Miami City Commissioner candidates

Miami City Commissioner candidates

Miami city commission candidates debate in upper eastside

Jacqui Colyer, Rev. Richard P. Dunn II, Keon Hardemon (standing) and Dr. Robert Malone, Jr. 

By Derek Joy

Point. Counter point. Back and forth they went for some two hours in the Legion Park Auditorium.

Four candidates vying for the city of Miami’s District 5 seat currently held by term limited Commissioner Michelle Spence Jones debated the issues at a forum hosted by the Belle Meade Homeowners Association in Miami’s Upper Eastside.

Social Services Administrator Jacqui Colyer, the Rev. Richard P. Dunn II, pastor of Faith Community Baptist Church, Assistant Miami Dade Public Defender Keon Hardemon and Dr. Robert Malone, Jr., an educator, took turns ad-dressing the group and fielding questions on relevant issues.

The debate, moderated by Biscayne Times Editor Jim Mullin, focused on issues of concern to the predominantly white population in the communities of Miami’s Upper Eastside neighborhoods, which were recently added to District 5 in the re-districting process.

“I want to say one thing,” said Colyer, the last to enter the race, and the first name on the ballot arranged in alphabetical order.  “We’re all here together.  We’re better together.

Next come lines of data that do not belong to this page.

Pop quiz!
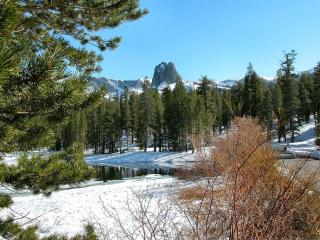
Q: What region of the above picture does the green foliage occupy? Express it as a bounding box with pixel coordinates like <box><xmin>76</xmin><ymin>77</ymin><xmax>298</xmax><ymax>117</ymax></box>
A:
<box><xmin>0</xmin><ymin>0</ymin><xmax>147</xmax><ymax>237</ymax></box>
<box><xmin>3</xmin><ymin>146</ymin><xmax>93</xmax><ymax>194</ymax></box>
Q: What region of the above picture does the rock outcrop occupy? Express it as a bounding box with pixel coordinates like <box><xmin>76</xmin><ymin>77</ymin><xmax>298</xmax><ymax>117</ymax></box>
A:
<box><xmin>151</xmin><ymin>62</ymin><xmax>180</xmax><ymax>88</ymax></box>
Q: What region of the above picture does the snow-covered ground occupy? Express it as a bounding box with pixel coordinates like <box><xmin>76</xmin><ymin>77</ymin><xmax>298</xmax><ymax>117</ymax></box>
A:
<box><xmin>0</xmin><ymin>175</ymin><xmax>176</xmax><ymax>235</ymax></box>
<box><xmin>272</xmin><ymin>118</ymin><xmax>320</xmax><ymax>159</ymax></box>
<box><xmin>0</xmin><ymin>149</ymin><xmax>196</xmax><ymax>235</ymax></box>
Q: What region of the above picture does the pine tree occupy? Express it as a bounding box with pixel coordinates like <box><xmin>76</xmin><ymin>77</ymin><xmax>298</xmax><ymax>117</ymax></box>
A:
<box><xmin>242</xmin><ymin>63</ymin><xmax>265</xmax><ymax>117</ymax></box>
<box><xmin>151</xmin><ymin>91</ymin><xmax>163</xmax><ymax>152</ymax></box>
<box><xmin>298</xmin><ymin>79</ymin><xmax>311</xmax><ymax>123</ymax></box>
<box><xmin>120</xmin><ymin>88</ymin><xmax>130</xmax><ymax>151</ymax></box>
<box><xmin>280</xmin><ymin>50</ymin><xmax>299</xmax><ymax>142</ymax></box>
<box><xmin>312</xmin><ymin>63</ymin><xmax>320</xmax><ymax>123</ymax></box>
<box><xmin>197</xmin><ymin>76</ymin><xmax>218</xmax><ymax>133</ymax></box>
<box><xmin>129</xmin><ymin>92</ymin><xmax>139</xmax><ymax>144</ymax></box>
<box><xmin>137</xmin><ymin>82</ymin><xmax>154</xmax><ymax>152</ymax></box>
<box><xmin>222</xmin><ymin>90</ymin><xmax>234</xmax><ymax>129</ymax></box>
<box><xmin>0</xmin><ymin>0</ymin><xmax>146</xmax><ymax>240</ymax></box>
<box><xmin>272</xmin><ymin>83</ymin><xmax>286</xmax><ymax>142</ymax></box>
<box><xmin>258</xmin><ymin>89</ymin><xmax>272</xmax><ymax>138</ymax></box>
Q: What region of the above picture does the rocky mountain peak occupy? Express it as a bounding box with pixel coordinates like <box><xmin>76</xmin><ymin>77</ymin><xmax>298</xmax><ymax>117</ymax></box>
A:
<box><xmin>151</xmin><ymin>62</ymin><xmax>180</xmax><ymax>87</ymax></box>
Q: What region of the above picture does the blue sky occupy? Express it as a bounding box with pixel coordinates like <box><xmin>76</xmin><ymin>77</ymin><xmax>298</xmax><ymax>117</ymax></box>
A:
<box><xmin>87</xmin><ymin>0</ymin><xmax>320</xmax><ymax>80</ymax></box>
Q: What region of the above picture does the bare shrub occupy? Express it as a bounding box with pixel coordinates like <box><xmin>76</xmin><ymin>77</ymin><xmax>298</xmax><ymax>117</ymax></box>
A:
<box><xmin>180</xmin><ymin>118</ymin><xmax>320</xmax><ymax>239</ymax></box>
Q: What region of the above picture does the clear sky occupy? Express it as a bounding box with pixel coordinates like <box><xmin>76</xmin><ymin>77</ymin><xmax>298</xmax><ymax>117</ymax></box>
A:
<box><xmin>89</xmin><ymin>0</ymin><xmax>320</xmax><ymax>80</ymax></box>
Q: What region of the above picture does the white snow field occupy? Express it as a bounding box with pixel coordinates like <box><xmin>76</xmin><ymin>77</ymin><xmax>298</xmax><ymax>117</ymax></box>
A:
<box><xmin>0</xmin><ymin>151</ymin><xmax>196</xmax><ymax>236</ymax></box>
<box><xmin>0</xmin><ymin>175</ymin><xmax>176</xmax><ymax>236</ymax></box>
<box><xmin>85</xmin><ymin>149</ymin><xmax>196</xmax><ymax>168</ymax></box>
<box><xmin>272</xmin><ymin>118</ymin><xmax>320</xmax><ymax>159</ymax></box>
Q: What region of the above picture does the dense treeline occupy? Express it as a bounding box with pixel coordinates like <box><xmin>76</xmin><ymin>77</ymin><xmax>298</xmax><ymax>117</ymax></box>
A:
<box><xmin>56</xmin><ymin>51</ymin><xmax>320</xmax><ymax>153</ymax></box>
<box><xmin>0</xmin><ymin>0</ymin><xmax>146</xmax><ymax>240</ymax></box>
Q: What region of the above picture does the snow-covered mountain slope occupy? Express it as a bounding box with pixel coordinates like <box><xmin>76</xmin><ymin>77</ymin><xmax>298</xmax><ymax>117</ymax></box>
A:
<box><xmin>91</xmin><ymin>77</ymin><xmax>237</xmax><ymax>95</ymax></box>
<box><xmin>272</xmin><ymin>117</ymin><xmax>320</xmax><ymax>159</ymax></box>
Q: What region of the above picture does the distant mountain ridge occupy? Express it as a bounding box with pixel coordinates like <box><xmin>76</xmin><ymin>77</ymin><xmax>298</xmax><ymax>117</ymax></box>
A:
<box><xmin>91</xmin><ymin>62</ymin><xmax>304</xmax><ymax>95</ymax></box>
<box><xmin>91</xmin><ymin>77</ymin><xmax>238</xmax><ymax>95</ymax></box>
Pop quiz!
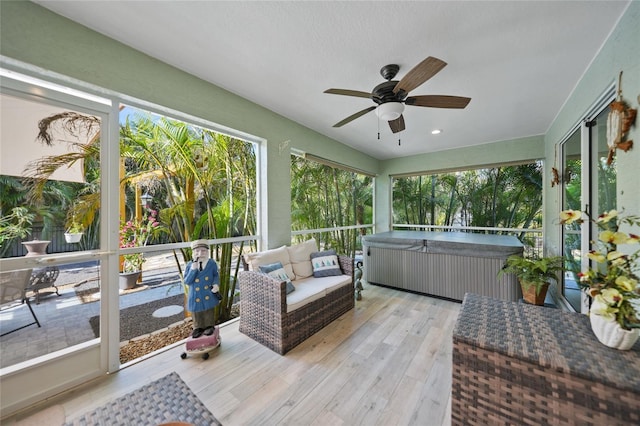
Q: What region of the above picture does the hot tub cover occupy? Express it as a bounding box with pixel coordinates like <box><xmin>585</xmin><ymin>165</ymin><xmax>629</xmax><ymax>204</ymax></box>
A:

And I will work with all communities.

“I bring the character traits my mother instilled in me,” said Hardemon, whose mother, April Hardemon is a city of Miami Police Officer.  “Integrity, hard work, perseverance and not be a follower.

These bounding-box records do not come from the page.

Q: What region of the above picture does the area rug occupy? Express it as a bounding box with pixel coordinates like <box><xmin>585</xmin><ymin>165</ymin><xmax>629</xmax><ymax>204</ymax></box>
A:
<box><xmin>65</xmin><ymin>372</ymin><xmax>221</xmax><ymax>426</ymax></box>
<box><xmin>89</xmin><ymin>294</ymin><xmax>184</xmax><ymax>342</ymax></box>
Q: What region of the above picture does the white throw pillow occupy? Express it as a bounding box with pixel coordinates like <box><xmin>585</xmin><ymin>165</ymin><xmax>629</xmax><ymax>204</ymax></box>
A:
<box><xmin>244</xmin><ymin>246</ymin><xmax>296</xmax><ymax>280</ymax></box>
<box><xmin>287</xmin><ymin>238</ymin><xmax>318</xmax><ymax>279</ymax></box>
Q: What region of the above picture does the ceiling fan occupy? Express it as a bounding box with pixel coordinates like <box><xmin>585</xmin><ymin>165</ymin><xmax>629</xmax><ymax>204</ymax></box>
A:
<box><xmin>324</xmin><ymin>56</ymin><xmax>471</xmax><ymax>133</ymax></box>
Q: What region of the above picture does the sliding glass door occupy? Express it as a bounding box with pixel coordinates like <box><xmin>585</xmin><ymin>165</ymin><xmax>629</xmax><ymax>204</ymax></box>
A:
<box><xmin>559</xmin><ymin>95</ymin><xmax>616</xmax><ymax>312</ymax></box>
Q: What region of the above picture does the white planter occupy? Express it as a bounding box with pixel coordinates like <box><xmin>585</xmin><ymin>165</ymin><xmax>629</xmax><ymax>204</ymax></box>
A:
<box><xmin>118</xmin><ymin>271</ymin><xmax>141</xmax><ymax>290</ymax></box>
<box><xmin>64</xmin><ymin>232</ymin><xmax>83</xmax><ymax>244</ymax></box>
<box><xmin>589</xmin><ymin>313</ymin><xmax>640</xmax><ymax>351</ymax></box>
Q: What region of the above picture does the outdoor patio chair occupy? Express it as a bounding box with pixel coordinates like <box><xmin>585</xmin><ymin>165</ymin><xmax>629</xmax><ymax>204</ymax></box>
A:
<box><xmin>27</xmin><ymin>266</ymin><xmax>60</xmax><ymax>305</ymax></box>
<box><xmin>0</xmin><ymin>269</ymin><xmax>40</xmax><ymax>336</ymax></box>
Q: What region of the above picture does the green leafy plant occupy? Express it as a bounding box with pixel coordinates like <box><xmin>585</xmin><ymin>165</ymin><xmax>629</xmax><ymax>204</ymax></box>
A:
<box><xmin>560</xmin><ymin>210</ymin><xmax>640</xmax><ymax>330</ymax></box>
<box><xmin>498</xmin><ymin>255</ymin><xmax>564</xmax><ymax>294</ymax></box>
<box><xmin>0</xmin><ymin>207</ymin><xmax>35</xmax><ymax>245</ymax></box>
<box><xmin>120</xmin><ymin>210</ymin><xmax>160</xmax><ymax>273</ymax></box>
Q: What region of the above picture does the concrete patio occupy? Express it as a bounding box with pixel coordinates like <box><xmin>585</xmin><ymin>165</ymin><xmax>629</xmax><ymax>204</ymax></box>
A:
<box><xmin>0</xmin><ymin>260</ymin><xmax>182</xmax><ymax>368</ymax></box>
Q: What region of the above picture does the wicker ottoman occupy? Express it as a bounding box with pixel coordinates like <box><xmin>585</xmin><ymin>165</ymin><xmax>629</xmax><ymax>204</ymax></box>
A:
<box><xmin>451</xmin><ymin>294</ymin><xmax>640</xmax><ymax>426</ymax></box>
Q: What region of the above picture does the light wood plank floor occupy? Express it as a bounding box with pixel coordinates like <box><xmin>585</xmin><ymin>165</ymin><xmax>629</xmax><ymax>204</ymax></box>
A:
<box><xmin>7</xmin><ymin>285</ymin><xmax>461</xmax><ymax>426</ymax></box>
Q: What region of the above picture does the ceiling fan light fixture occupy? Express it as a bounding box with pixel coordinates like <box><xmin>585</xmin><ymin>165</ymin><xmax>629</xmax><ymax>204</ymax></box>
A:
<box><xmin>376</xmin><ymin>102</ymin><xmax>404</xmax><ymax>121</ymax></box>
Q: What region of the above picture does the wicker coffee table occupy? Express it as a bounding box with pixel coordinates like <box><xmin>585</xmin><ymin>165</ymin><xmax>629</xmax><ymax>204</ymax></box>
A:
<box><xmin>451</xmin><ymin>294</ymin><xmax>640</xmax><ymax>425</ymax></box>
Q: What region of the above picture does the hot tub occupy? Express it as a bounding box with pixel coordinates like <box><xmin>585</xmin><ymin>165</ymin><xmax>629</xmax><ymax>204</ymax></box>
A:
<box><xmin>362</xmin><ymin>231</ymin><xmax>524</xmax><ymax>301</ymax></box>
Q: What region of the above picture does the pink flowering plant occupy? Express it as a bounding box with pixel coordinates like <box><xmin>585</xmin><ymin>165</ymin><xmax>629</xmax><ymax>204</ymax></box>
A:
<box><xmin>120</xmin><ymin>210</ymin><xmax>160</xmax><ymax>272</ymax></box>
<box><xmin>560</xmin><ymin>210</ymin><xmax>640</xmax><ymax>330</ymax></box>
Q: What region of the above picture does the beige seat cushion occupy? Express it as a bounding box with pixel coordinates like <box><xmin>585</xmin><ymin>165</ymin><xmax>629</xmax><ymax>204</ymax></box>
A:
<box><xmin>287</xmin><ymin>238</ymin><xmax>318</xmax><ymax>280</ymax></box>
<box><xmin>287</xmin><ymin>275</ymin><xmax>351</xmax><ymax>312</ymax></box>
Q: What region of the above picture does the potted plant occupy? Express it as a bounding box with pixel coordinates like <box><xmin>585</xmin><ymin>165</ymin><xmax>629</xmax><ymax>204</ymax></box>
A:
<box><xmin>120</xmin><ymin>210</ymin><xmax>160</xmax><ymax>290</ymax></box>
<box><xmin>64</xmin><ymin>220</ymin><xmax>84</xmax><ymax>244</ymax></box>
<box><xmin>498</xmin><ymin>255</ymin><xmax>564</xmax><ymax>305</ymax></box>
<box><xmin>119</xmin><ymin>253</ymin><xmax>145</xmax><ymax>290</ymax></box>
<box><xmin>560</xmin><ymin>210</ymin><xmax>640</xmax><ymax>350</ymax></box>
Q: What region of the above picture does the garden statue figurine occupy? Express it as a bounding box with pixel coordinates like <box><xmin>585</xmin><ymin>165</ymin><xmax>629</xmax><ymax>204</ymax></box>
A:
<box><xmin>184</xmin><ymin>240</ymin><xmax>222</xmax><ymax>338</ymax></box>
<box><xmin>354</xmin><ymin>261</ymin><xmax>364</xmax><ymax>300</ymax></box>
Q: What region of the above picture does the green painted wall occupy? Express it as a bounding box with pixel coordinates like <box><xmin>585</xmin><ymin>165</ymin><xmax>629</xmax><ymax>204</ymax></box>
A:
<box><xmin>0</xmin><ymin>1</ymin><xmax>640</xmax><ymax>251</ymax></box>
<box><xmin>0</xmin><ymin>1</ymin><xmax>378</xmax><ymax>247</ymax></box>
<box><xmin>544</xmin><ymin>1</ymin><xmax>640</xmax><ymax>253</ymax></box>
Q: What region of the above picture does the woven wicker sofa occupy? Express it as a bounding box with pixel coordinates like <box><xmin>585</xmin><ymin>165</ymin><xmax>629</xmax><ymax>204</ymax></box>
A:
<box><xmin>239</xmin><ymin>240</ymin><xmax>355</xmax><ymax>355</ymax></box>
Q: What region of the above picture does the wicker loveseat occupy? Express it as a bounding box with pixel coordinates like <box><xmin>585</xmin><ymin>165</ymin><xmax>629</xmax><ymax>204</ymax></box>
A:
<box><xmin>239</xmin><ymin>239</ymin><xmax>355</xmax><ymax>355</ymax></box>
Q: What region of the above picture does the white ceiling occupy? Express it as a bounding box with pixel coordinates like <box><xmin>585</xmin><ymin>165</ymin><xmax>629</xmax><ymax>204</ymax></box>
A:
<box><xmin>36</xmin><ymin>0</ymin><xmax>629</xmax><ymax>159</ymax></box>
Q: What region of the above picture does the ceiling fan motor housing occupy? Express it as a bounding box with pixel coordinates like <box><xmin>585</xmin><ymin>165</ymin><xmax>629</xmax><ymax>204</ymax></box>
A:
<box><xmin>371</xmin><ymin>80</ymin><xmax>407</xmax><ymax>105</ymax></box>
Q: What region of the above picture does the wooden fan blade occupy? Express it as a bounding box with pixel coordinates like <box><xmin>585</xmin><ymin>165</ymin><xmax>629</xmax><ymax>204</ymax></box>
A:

“I want to help this city become a world class city.  We should not be afraid to walk our children on the streets.  When the people leave is when the city perishes.  The bottom line is when you elect a commissioner that person should be able to understand business and law.  I understand both.”

Another point of intrigue is that three – Dunn, Hardemon and Malone – of the four candidates are Miami natives.  Colyer is a South Carolina native.  Whether or not that is a factor among voters remains to be seen.

What also remains to be seen is the role that the newly added White constituents on the Upper Eastside, where Malone enjoys support, will make in the Nov. 5, election.

“I’ve been involved in the community from the start, right in the thick of it.  I‘ve been here trying to inspire our youth to achieve success,” said Malone, who noted how the bungled dealings on the part of the city of Miami in helping finance Marlins Park and in misleading the Federal Securities and Exchange Commission on the financial status of the city.

“Let’s tell the truth, be honest.  People want to buy you off.  They want a guaranteed vote on the city commission.  It is a tragedy what’s been going on the city commission for the last 25 years.  You need a commissioner who is going to tell you the truth, be honest with you.”